In 1887, the Giants stepped up to the International League, the highest level of minor league baseball, and signed two African Americans: George Stovey as their star pitcher, and Fleetwood Walker as their catcher. The team was co-managed by Hackett and Lawrence Murphy. The decision to play Stovey and Walker made the Giants the one of the first team to feature an African American pitcher-catcher combo.
On July 14, 1887, the National League Champions, the Chicago White Stockings and the Newark Little Giants were scheduled to play an exhibition game in Newark. Prior to the game, White Stockings manager and captain Adrian “Cap” Anson sent a telegram to Hackett threatening that his team would not play if “Colored” men were “at the points,” meaning as pitcher and catcher. Stovey was scheduled to pitch, but under Anson’s threat, Hackett backed down, and claimed that Stovey wasn’t feeling well, and he simply left Walker on the bench with no explanation. The Giants beat the Stockings 9-4, even without their star players.
The same day of the game between the Giants and the Stockings, the International League held a meeting in Buffalo. A petition was brought forth by the manager of the Rochester Maroons asking that colored players be further banned from the league, and it was agreed to accept no more contracts of colored players.

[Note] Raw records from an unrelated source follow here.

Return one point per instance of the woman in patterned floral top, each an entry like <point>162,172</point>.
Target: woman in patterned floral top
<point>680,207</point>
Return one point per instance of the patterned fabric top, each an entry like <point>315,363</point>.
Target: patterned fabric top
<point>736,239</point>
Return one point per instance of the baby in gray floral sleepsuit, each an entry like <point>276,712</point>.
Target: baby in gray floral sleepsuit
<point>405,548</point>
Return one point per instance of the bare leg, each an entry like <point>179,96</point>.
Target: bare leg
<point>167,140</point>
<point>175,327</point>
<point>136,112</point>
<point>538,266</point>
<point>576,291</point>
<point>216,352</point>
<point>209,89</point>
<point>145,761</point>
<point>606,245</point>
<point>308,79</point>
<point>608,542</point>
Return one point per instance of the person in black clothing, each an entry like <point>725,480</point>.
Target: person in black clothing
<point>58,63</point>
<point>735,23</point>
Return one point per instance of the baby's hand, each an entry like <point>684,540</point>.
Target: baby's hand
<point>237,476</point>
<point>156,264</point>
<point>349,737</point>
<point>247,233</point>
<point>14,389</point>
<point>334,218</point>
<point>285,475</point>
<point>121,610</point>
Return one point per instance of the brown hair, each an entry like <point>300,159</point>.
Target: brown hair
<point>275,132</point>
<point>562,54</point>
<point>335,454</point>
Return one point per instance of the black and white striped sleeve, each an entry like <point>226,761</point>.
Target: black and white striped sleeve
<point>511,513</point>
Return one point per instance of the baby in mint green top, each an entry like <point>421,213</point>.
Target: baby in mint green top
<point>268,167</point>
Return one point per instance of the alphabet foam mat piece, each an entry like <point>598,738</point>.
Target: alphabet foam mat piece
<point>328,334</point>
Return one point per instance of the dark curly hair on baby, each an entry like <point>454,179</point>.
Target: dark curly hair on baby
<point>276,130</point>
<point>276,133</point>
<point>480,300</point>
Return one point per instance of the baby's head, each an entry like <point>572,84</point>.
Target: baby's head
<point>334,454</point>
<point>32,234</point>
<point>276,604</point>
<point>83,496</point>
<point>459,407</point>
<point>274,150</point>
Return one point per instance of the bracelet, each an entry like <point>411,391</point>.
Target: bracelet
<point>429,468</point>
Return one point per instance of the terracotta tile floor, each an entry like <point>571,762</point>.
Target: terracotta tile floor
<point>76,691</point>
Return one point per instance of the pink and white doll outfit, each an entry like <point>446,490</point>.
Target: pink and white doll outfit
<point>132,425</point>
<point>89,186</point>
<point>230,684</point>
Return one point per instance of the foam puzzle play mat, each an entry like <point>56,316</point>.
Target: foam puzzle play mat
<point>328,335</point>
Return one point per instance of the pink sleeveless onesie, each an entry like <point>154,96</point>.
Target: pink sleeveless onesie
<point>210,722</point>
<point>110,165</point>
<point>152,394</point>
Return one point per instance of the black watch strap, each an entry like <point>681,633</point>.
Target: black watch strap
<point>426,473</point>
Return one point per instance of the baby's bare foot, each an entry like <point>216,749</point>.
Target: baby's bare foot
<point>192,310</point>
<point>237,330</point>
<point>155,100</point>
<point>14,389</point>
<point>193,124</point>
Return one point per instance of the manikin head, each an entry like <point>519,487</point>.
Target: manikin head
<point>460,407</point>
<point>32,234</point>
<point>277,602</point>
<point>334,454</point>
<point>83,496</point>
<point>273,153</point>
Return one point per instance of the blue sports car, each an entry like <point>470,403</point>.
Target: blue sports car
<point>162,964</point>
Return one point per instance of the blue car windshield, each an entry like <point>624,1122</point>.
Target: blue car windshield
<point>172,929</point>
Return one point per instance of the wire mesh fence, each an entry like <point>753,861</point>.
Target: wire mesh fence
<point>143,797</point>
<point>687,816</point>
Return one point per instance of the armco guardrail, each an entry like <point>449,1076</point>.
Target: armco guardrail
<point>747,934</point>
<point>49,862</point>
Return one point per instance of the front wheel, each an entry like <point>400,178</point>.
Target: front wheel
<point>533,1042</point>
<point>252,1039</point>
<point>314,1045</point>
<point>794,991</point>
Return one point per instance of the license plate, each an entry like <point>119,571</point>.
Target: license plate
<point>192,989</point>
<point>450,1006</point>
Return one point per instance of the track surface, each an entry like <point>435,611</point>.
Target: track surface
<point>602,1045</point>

The Newark Little Giants finished the 1887 season in 4th place, with a 59-39 record. The team folded in 1888 due to major restructuring of the league, but returned in 1889, without their star players Stovey and Walker. After Walker, there wouldn’t be another Black player in the majors for the next six decades. The Newark Little Giants returned to the minors in 1889 and won second place in the Atlantic Association with a 54-40 record. In 1890 they won third place, with a 60-61 record, before the team folded for good at the end of the season.